NIPS 2017
Mon Dec 4th through Sat the 9th, 2017 at Long Beach Convention Center
Paper ID: 409 Convergence Analysis of Two-layer Neural Networks with ReLU Activation

### Reviewer 1

This paper provides convergence guarantees for two-layer residual networks with ReLU activations using SGD. This is an important problem and will be interesting to NIPS community. In particular, authors show that when the input is Gaussian and the ground truth parameters (the residual part W^*) are small enough, SGD will converge to the global optimal, which is also the ground truth in the considered setting.

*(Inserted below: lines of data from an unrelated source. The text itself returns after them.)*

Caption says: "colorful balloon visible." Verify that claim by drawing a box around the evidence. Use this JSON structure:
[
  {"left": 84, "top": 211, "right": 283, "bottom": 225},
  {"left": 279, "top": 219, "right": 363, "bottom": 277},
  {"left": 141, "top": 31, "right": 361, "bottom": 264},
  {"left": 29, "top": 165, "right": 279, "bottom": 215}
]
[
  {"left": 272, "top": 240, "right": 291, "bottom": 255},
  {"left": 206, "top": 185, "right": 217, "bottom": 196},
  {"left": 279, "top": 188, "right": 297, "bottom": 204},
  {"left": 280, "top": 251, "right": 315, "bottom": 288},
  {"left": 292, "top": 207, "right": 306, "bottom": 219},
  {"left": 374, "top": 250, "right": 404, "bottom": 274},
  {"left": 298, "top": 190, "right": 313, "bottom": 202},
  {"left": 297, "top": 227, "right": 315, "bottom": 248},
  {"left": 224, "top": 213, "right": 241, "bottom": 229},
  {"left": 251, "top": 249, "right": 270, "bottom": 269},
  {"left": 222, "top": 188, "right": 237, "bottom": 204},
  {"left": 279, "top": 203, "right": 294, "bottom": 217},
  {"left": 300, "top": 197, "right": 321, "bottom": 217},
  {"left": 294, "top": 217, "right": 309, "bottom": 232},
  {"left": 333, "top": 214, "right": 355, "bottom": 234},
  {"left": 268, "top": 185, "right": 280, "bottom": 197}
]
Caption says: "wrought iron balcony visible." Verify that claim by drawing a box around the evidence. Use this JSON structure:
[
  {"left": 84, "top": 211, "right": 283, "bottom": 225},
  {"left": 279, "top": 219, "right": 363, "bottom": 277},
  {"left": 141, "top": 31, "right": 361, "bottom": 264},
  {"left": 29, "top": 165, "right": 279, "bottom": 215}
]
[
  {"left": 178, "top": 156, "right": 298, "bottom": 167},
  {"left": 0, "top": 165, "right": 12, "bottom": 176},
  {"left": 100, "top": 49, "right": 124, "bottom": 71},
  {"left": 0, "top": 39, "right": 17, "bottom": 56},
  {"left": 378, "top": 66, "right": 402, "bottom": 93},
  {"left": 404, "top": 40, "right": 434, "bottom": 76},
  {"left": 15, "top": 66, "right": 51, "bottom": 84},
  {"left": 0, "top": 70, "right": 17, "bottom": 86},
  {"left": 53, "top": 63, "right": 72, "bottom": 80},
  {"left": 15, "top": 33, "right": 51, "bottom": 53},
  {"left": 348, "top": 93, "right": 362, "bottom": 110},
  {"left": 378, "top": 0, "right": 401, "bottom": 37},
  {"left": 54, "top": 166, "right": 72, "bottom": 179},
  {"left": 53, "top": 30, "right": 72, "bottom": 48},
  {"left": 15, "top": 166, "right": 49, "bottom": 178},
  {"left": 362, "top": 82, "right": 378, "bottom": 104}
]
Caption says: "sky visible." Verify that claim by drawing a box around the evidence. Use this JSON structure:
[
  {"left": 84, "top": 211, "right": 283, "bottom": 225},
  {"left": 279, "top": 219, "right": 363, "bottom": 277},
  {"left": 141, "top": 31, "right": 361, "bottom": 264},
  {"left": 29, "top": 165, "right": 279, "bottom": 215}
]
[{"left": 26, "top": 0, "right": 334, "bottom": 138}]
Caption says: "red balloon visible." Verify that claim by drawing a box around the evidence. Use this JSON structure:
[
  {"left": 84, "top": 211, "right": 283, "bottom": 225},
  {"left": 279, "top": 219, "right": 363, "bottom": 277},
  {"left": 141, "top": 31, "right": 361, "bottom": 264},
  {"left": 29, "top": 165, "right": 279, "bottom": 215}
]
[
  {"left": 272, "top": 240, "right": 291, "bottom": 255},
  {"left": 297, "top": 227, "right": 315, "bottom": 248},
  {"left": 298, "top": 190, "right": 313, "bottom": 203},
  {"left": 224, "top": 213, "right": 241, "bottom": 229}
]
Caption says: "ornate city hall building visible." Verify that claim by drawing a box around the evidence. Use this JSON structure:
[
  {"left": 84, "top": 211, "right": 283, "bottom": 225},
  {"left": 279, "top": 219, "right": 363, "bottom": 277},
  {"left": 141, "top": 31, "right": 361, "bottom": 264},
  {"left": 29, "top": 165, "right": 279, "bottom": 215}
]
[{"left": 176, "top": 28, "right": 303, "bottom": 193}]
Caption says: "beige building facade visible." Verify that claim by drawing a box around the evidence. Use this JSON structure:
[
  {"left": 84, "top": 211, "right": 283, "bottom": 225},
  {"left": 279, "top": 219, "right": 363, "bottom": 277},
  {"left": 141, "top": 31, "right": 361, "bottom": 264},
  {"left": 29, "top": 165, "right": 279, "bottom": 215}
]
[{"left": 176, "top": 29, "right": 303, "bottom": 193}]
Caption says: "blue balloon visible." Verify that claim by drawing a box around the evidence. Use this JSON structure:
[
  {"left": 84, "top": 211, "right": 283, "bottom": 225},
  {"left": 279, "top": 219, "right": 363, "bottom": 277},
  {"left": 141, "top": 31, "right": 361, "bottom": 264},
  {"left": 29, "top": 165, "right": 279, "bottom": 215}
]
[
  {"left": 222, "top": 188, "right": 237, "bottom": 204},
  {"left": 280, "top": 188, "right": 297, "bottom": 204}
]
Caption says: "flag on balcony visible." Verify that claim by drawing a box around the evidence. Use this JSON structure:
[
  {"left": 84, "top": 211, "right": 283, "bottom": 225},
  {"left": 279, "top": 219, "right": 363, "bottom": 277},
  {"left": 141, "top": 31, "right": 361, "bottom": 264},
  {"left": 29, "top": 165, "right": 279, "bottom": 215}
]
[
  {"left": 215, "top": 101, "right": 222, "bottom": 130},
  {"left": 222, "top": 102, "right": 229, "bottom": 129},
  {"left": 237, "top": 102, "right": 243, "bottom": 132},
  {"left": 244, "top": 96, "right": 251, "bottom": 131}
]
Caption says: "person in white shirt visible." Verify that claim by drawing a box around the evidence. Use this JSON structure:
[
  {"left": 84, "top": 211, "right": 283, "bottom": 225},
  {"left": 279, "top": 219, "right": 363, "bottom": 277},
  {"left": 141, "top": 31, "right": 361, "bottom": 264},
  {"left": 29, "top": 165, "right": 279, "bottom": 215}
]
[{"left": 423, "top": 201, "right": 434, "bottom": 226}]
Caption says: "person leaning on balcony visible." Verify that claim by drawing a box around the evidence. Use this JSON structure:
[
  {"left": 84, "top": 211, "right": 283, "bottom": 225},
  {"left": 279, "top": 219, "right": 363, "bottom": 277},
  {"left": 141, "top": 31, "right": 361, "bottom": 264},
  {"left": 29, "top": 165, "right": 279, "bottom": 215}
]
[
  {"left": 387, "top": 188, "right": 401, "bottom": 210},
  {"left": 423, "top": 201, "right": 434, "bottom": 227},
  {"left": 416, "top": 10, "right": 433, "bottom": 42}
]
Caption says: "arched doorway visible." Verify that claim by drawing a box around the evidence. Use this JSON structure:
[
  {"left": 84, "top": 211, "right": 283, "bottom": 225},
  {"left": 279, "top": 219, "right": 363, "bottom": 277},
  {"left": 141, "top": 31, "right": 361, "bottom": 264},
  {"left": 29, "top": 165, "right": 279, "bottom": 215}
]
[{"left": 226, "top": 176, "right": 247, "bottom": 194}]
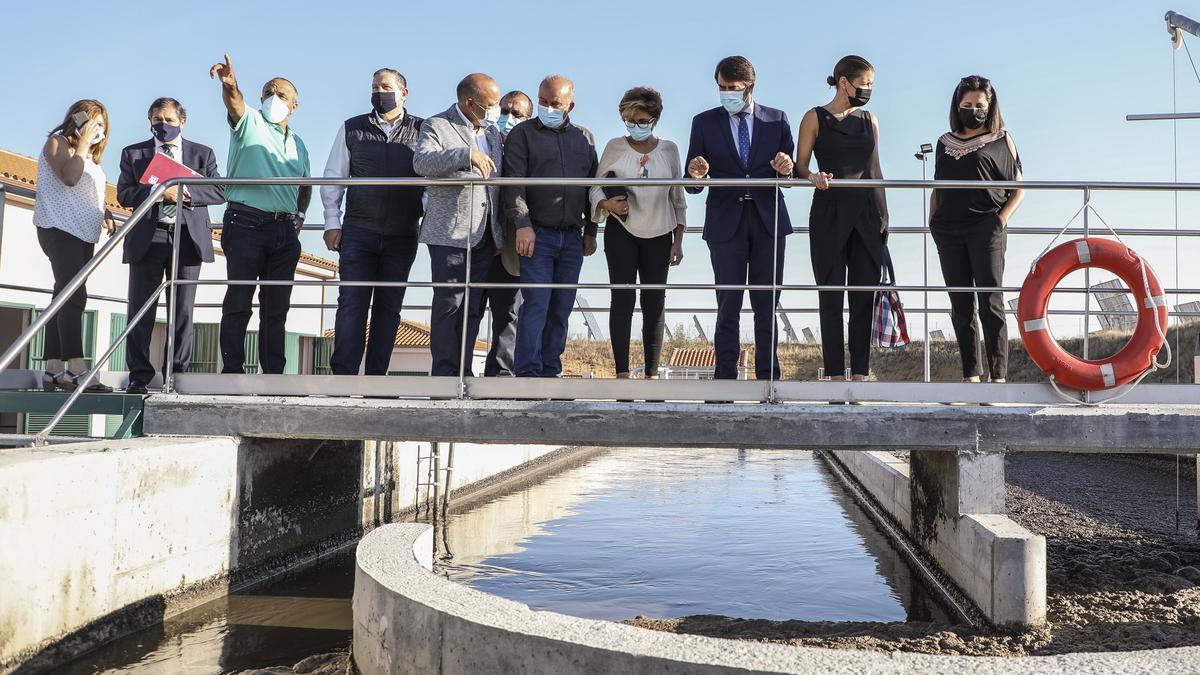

Preliminary experiments verify the claim on both synthetic data and real-world data. The paper is in general well written and a nice proof flowchart is provided to help readers. The two-phase analysis is interesting and novel, where in the first phase a potential function is constructed and proved to decrease with the iterations of SGD and in the second phase a classical SGD analysis is employed following one-point strong convexity. Potential issue in proof: We found a potential flaw in the proof for Lemma 2.5 (the convergence analysis of SGD). In line 778 of the appendix, the second equality should lead to $\langle W_t - W^*, \eta G_t \rangle$ instead of $\langle W_t - W^*, \eta \nabla f(W) \rangle$. These two formulations are equivalent to each other if they are in expectation, but the current results in Lemma 2.5 are not in expectation. Comparison to result of [ZSJ+2017]: a) it's important to note that the works are independent as that paper has not been presented so far, b) however, both the papers provide very similar Guarantees as this paper require "small" norm of the residual parameter while [ZSJ+2017] require good enough initialization, c) this paper however provides analysis of SGD which is more practical algorithm than GD. Overall, the paper presents an interesting result for two-layer neural networks and should be of interest to the NIPS community. However, the proof might have an issue that requires clarification. Refs: [ZSJ+ 2017] Recovery Guarantees for One-hidden-layer Neural Networks, ICML 2017, https://arxiv.org/pdf/1706.03175.pdf

### Reviewer 2

This paper discusses the convergence property of SGD for two layer NN with ReLU and identity mapping. The authors argue that SGD converges to a global minimizer from (almost) arbitrary initialization in two phases: * Phase 1: W is drifting in wrong directions but a potential function g(W) = || W* + I ||_{2, 1} - || W* + I ||_{2, 1} decreases * Phase 2: W converges to W* at a sublinear rate The analysis is a combination of local one-point restricted strong convexity (used to show Phase 2) + guarantees for entering this benign region (Phase 1). I didn't check the proofs line by line, but I'm a bit unclear about the statements of Lemma 5, I would kindly ask the authors to elaborate the following: First, W^t needs to satisfy the one-point strongly convex property for all t. We need to control ||W^t||_2 < gamma -- the upper bound for ||W^*||_2. I think for this you need some smoothness assumption. Could you please point me where how do you ensure this? Second, the authors assumes that the iterates W^t stays in the one-point RSS region with diameter D. In line 174, you mentioned D = sqrt(d)/50, where d is the input dimension. This means the number of iterations you need must be larger than dimension d. I think this might be a bit weak, as many convergence results for nonconvex optimization are dimension free. Thanks!